Decimals are definitely bigger than ulongs (they're 128 bits) but they are also highly annoying to deal with. The practical upshot is that you can fairly easily squeeze 96 bits out of them, and might be able to squeeze a little bit more out of the sign and the decimal point location if its worth it, but don't expect to ACTUALLY store 128 bits into a decimal. You might get 100 if you really push it to the limit, and you can't use hexadecimal literals that make it easy to visually see the bits either. I think that comfortably storing 50% more information is probably worth it for compressing a large neural network or even just a bunch of piece square tables, but don't imagine you're getting 2 ulongs worth or that the decoding process will be as smooth as it is for ulongs.

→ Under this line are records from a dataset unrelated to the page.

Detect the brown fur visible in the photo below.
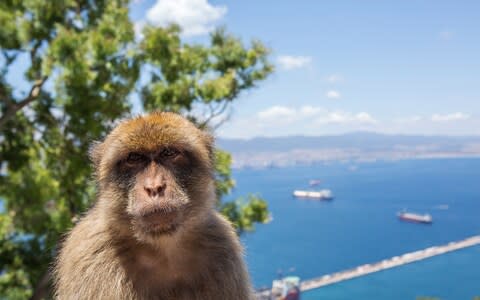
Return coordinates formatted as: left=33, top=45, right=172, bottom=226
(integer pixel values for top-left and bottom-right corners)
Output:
left=54, top=113, right=253, bottom=300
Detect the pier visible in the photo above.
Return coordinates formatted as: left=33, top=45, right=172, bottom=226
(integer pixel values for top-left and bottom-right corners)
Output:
left=257, top=235, right=480, bottom=299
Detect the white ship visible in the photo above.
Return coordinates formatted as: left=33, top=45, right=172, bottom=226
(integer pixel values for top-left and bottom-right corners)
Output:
left=293, top=189, right=333, bottom=200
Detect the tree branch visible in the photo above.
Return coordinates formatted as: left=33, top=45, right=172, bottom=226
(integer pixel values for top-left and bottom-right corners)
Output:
left=0, top=76, right=48, bottom=129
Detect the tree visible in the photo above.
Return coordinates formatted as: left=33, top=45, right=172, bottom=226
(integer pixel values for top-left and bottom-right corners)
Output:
left=0, top=0, right=273, bottom=299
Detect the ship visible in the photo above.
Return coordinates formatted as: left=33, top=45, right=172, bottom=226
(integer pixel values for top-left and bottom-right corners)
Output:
left=397, top=211, right=433, bottom=224
left=271, top=276, right=300, bottom=300
left=293, top=189, right=333, bottom=200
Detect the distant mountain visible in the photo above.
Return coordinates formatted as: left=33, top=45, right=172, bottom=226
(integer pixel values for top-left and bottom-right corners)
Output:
left=217, top=132, right=480, bottom=167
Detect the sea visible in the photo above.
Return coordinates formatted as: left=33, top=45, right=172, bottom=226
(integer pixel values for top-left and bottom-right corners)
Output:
left=231, top=158, right=480, bottom=300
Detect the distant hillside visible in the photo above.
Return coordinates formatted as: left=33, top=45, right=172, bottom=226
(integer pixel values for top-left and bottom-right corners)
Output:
left=217, top=132, right=480, bottom=167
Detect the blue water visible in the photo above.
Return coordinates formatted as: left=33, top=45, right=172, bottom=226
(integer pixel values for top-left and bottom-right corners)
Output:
left=233, top=159, right=480, bottom=299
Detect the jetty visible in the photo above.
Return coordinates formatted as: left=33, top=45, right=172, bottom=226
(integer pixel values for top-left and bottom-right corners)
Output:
left=257, top=235, right=480, bottom=299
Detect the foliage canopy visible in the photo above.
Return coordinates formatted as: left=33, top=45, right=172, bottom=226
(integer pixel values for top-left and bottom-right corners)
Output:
left=0, top=0, right=273, bottom=299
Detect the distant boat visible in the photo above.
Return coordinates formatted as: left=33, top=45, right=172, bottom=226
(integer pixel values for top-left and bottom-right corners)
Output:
left=397, top=211, right=433, bottom=224
left=293, top=189, right=333, bottom=200
left=271, top=276, right=300, bottom=300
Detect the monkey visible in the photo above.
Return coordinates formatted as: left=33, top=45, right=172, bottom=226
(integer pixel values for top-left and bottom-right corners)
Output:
left=52, top=112, right=254, bottom=300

Pds314 commented 1 year ago

You can train your NN outside, then copy paste the weights in MyBot.cs

You can theoretically do it yes. The question is can you actually come to with an efficient, powerful, and trainable architecture that can be stored and then decompressed in 1024 tokens. Like if we assume 768 tokens are used to store the weights and biases using uint64s and the other 256 tokens is needed to unpack, run, and search, that gives us 49152 bits to play with.

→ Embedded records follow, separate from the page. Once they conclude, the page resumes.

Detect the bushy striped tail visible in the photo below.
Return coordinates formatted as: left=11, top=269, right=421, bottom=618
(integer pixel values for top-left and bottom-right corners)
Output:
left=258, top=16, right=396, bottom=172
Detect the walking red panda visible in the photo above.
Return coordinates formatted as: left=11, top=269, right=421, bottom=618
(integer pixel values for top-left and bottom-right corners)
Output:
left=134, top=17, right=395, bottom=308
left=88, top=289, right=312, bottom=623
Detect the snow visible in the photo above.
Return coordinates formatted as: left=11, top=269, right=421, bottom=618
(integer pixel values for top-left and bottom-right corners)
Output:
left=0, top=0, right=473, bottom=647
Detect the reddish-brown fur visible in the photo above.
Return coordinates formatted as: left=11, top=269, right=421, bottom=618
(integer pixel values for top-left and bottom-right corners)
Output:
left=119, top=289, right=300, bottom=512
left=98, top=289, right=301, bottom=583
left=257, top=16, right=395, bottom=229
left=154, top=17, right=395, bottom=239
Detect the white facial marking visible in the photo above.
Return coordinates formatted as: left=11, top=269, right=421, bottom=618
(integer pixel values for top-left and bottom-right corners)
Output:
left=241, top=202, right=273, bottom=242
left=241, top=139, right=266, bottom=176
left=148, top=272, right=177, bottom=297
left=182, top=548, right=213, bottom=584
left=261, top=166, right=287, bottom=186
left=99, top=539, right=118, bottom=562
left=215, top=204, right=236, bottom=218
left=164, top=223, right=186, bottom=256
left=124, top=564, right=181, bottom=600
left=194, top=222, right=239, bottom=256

Pds314 commented 1 year ago

You could use a relatively sparse network structure and have each connection store a sort of relative address of the node to connect to and train by neuroevolution.

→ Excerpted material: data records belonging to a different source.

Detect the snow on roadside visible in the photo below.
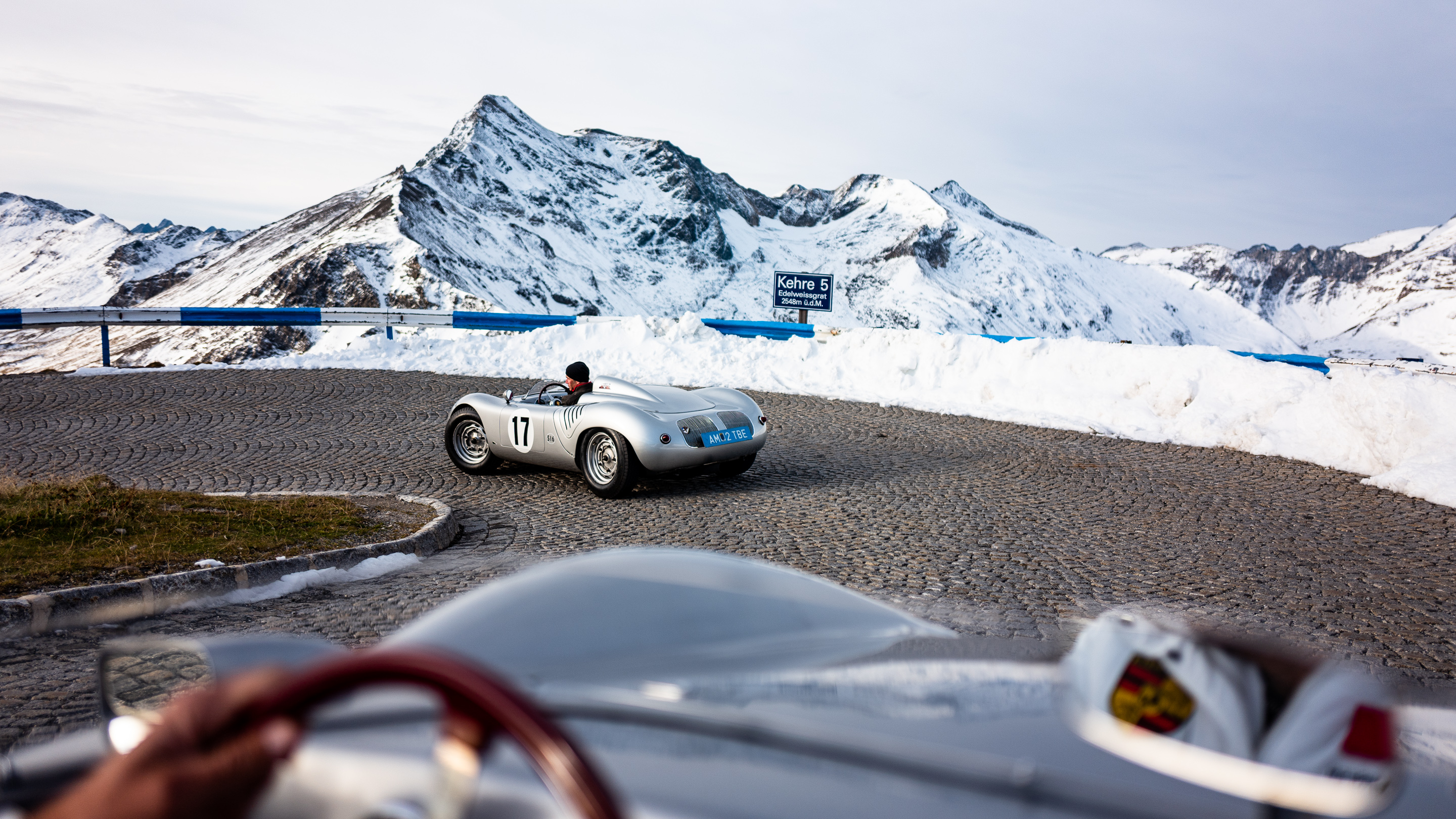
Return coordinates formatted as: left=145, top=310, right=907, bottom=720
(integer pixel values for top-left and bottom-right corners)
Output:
left=83, top=313, right=1456, bottom=506
left=167, top=552, right=419, bottom=611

Pds314 commented 1 year ago

Honestly I think if I go the machinelearning route, what I'm gonna do is:

  1. Use decimals in production but ulongs in testing for compacting the information.
  2. Use very very low fidelity weights and biases on the connections. Maybe even single bit.
  3. Don't overconnect the network. Right, if you have 256 inputs and 256 fully-connected nodes on the next hidden layer, you already have 65536 connections, which is 2/3rds of your total budget even using decimals, even with single bit weights.
  4. Instead, we want to have more layers and more nodes but fewer connections. For example, you might have those 256 nodes in the input layer connect to a 256 node second layer, but it's literally 2 inputs per node. So that's 512 connections. Then make 7 more hidden layers with nodes of that size so that on the 8th hidden layer, every input node affects every node in the layer. You now have achieved a similar result to the previous 65536 connections with just 4096 and some clever bit masking. At this point you can begin tightening down the network and increasing the connectivity of the layers. So perhaps 8 more layers sized 128, 64, 32, 16, 8, 4, 2, 1, with 512 connections per layer using the same strategic bitmasking approach but increasing the number of connections per node, but once we've necked down from 32 to 16, our network can be fully connected beyond that. This structure results in 12*512 + 170 = 6314 connections that need weights. If those weights are 8-bit numbers, that's about 50512 bits of information which can be stored easily in 527 decimal tokens without trying to use the sign bits of the decimals.
  5. Possibly train using a method that doesn't require high fidelity gradient descent. For example, a genetic algorithm with crossbreeding (randomly combining the bits of a player who won as black and a player who won as white, I think it makes sense to do it that way) If I do that I'm probably going to use single bit or 2-bit weights and a much larger network, at least if training it doesn't prove impossible.
NegaScout commented 1 year ago

Neural networks are not even a good solution to a chess game (if used alone). Reinforcement learning is much better for this use. I would recommend studying the AlphaZero architecture (which internaly uses NN, but their are not the main point of it), which is based on MCTS and UCT rollouts.